Do we use pre-trained weights in Trainer?

When we use Trainer to build a language model with MLM, based on which model we use (suppose DistilBERT), do we use the pre-trained weights in Trainer or weights are supposed to be updated from scrach?

You can do either – it depends on how you create your model. Trainer just handles the training aspect, not the model initialization.

# Model randomly initialized (starting from scratch)
config = AutoConfig.for_model("distilbert")
# Update config if you'd like
# config.update({"param": value})
model = AutoModelForMaskedLM.from_config(config)

# Model from a pre-trained checkpoint
model = AutoModelForMaskedLM.from_pretrained("distilbert-base-cased")

# Put model in Trainer
trainer = Trainer(model=model)

Unless you have a huge amount of data that is very different than what pre-trained models were trained on, I wouldn’t recommend starting from scratch.

Start from scratch when you are creating a model for a niche domain like a low-resource language.
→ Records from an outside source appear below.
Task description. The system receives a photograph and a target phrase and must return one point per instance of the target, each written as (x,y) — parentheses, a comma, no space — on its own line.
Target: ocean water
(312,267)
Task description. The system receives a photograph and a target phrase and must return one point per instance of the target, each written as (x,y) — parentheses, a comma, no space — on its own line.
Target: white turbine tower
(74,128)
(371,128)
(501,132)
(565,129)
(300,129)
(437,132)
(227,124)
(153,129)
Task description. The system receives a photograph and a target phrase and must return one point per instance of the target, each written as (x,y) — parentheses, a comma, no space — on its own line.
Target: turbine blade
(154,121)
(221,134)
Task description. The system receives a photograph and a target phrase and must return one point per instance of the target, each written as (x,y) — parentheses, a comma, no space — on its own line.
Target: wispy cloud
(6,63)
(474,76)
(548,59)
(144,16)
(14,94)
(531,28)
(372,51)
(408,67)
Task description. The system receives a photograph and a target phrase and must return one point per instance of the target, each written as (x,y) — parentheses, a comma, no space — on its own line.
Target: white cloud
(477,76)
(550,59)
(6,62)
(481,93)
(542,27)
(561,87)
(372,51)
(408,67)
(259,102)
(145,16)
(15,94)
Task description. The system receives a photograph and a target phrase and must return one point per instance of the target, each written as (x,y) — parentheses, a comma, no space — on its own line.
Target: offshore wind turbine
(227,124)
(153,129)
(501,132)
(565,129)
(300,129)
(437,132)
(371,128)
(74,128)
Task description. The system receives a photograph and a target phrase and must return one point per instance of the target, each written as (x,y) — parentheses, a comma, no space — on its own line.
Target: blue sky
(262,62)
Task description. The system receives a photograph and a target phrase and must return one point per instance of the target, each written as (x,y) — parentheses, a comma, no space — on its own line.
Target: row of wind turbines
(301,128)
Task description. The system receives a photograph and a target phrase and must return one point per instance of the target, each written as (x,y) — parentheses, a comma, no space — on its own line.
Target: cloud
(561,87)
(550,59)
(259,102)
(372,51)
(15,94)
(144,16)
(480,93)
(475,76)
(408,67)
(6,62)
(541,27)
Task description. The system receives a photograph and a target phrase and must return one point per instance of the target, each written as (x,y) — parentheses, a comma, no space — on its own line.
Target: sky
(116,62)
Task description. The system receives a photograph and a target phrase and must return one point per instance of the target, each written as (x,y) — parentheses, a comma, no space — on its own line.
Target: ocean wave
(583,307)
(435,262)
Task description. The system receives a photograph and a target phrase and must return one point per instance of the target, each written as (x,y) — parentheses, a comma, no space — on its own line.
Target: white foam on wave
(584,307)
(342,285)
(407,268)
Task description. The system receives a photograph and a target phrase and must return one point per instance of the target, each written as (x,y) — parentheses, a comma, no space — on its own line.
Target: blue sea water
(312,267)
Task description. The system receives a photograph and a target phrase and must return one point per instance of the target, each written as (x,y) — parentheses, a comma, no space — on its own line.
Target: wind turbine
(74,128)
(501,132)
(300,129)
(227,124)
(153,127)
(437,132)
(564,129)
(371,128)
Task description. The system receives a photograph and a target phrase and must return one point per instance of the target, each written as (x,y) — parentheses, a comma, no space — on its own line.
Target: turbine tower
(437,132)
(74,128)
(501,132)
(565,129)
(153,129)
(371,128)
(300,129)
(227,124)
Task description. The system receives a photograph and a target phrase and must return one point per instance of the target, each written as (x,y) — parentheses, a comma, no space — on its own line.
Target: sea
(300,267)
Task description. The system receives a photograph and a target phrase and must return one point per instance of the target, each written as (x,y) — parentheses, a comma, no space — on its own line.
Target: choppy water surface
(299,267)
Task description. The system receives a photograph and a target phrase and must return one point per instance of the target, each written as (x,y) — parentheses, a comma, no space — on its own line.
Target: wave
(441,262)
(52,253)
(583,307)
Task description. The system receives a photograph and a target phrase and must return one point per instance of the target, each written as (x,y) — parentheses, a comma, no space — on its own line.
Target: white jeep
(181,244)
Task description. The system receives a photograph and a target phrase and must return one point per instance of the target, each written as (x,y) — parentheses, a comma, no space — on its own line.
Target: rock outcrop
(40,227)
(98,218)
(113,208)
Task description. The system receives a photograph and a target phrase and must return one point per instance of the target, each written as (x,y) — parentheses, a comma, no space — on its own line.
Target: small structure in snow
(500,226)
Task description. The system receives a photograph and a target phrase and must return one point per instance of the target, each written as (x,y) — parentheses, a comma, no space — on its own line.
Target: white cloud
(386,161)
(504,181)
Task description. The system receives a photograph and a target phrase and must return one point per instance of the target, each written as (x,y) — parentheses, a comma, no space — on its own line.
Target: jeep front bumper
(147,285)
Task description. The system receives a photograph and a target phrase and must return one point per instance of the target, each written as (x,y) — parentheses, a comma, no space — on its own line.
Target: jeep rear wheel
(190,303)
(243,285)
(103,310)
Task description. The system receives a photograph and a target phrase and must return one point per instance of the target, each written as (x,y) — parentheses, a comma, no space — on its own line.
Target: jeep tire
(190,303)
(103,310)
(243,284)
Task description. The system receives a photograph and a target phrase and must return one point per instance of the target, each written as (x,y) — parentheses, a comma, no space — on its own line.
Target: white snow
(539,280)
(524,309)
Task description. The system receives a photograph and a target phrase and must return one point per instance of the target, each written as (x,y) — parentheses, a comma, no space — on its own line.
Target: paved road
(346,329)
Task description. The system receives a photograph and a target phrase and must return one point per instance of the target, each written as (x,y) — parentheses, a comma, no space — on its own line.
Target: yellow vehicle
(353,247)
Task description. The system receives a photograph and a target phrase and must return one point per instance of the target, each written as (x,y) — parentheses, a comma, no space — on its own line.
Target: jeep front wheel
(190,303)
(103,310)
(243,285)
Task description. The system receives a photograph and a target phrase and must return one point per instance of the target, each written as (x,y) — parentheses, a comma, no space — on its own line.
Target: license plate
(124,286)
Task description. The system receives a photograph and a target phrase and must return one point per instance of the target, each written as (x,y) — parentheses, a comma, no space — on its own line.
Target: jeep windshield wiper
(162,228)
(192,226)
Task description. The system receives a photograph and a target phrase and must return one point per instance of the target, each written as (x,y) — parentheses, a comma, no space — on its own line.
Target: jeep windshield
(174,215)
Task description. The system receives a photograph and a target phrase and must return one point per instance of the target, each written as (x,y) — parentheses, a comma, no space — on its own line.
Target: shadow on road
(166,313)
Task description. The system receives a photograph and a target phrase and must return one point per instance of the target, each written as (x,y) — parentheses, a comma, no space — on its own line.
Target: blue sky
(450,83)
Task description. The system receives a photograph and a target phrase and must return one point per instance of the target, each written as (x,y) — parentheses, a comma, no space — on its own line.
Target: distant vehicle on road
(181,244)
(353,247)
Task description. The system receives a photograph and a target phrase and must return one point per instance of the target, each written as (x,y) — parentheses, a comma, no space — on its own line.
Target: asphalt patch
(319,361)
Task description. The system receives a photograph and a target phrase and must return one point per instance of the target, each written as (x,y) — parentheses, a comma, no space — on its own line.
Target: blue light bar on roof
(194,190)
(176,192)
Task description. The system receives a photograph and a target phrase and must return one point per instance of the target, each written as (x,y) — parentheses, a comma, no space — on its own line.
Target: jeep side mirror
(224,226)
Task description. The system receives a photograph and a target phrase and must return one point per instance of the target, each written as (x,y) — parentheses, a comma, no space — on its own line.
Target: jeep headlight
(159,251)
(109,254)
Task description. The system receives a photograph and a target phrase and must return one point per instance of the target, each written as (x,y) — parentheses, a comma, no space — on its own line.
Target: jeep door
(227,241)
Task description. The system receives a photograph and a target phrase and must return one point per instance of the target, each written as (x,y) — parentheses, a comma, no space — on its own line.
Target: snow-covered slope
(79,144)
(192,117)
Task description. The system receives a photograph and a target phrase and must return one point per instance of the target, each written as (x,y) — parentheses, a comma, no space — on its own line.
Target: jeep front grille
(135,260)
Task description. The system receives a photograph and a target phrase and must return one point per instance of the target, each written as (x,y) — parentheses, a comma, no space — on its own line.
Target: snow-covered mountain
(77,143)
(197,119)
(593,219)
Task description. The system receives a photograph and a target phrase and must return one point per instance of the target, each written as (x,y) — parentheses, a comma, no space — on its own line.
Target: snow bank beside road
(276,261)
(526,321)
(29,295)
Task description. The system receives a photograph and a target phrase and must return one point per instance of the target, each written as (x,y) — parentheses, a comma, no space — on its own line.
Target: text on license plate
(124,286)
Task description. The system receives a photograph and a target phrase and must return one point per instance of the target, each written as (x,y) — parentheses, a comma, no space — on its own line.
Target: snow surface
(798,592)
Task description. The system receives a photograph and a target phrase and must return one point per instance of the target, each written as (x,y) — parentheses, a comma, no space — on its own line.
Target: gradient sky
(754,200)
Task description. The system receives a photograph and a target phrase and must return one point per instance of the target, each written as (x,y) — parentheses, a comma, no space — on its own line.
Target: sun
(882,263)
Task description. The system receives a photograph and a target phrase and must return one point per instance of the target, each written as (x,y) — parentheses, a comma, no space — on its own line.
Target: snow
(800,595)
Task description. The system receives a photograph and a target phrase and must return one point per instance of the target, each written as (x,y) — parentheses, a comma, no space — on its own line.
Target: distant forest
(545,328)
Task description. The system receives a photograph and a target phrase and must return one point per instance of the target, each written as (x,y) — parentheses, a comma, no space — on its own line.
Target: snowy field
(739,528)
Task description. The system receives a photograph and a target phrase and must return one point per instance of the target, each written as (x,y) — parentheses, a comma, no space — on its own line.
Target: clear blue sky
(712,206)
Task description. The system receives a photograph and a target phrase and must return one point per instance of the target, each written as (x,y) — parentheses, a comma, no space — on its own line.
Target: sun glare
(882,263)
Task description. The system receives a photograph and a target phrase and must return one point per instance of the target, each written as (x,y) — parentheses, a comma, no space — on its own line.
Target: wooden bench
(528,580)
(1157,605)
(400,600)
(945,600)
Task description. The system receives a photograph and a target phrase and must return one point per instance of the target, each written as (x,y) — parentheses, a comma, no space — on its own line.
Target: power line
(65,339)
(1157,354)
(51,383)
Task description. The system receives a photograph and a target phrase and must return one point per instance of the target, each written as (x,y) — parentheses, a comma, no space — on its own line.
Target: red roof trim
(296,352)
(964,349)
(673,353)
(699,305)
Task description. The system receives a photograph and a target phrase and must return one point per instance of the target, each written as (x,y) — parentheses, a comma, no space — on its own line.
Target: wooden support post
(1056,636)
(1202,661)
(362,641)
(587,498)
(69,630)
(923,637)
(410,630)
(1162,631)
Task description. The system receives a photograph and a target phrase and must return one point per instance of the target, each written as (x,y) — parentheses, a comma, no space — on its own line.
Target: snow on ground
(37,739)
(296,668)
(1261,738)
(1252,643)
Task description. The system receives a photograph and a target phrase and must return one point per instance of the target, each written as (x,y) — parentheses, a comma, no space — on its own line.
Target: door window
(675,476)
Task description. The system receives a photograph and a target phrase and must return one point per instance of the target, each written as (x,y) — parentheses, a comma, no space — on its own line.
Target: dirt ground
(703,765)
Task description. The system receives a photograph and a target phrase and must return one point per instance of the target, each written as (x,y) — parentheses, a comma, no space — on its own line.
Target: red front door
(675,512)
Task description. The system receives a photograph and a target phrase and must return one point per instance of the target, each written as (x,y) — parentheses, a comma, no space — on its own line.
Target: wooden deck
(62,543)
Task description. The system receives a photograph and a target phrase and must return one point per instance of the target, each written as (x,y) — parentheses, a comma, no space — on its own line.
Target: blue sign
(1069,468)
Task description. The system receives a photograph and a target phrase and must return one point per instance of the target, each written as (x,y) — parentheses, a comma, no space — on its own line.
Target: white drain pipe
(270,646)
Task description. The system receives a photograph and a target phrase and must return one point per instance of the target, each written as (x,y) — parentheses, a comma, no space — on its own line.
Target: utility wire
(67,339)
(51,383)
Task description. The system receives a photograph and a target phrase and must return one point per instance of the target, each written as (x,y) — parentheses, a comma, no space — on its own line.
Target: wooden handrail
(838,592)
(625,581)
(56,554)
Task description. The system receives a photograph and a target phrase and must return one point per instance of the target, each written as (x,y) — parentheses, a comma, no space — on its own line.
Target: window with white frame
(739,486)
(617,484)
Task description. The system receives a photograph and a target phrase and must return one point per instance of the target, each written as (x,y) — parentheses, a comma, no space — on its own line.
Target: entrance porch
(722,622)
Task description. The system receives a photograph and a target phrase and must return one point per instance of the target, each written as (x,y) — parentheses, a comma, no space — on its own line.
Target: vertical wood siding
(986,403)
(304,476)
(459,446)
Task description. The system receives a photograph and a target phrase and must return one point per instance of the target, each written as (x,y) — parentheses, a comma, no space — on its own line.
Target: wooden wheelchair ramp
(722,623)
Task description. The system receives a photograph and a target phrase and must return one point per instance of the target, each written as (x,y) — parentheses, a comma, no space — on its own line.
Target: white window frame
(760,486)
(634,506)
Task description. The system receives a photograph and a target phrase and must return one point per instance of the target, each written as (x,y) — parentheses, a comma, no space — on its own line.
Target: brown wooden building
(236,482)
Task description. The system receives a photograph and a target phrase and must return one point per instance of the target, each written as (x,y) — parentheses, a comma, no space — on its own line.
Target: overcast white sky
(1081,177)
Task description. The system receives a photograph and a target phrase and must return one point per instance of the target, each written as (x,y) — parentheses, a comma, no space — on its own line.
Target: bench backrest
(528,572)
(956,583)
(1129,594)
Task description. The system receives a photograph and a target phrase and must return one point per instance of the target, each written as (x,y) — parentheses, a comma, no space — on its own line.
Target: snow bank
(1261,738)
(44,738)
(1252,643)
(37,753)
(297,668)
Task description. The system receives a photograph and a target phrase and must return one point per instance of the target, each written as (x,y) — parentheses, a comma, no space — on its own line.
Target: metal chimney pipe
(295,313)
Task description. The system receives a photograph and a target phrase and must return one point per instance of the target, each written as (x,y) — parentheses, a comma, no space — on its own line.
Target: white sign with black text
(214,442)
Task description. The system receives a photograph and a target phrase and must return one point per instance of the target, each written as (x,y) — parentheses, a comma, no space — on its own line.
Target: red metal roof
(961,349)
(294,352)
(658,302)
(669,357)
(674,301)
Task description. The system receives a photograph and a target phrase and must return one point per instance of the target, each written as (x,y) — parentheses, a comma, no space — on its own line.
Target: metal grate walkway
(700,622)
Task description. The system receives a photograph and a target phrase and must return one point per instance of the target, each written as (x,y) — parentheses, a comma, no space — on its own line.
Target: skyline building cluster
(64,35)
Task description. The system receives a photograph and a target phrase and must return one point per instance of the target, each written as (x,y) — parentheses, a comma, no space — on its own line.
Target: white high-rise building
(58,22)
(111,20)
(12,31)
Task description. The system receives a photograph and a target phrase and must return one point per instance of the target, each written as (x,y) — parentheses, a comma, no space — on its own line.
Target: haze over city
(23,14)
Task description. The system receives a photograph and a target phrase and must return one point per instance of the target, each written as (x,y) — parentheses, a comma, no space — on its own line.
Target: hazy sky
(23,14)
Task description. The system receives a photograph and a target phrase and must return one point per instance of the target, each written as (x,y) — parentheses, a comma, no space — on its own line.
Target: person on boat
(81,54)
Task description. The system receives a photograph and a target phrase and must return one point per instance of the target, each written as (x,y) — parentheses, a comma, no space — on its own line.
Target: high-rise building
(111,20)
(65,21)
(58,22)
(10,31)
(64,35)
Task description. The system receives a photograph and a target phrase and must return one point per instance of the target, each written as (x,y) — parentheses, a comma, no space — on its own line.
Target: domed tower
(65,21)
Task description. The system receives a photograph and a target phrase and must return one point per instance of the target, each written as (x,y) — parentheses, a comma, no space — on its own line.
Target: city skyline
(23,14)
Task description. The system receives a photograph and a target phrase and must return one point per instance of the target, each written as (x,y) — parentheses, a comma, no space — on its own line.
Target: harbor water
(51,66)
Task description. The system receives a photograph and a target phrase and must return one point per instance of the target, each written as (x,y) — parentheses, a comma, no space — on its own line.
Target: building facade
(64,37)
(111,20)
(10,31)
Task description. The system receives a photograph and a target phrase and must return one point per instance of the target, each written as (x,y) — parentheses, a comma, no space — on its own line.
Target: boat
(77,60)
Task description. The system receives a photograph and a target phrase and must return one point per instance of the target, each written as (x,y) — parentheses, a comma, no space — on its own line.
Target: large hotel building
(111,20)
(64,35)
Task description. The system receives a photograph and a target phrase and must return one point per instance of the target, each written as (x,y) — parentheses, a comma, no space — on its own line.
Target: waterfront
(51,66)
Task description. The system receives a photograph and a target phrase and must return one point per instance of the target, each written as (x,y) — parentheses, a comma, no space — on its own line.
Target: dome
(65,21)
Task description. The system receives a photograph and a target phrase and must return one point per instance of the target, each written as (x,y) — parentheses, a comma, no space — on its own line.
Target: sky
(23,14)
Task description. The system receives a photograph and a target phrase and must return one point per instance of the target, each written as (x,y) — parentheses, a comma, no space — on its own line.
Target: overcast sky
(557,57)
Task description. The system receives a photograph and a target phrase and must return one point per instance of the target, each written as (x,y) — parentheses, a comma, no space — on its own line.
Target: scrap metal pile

Start from a pre-trained model if your text is in a high-resource language (like English) but the jargon might be very specific (like scientific texts). There are enough fundamental similarities that you’ll save compute and time by starting from a pre-trained model.

1 Like

True, I was going to do Sentiment Analysis over some text data, but whatever model that I tested, it over-fitted and I did not get any good result on validation data. So, I decided to train a DistilBERT model based on my own data, but I do not know whether the model start training with pre-trained weights or by random weights from scratch.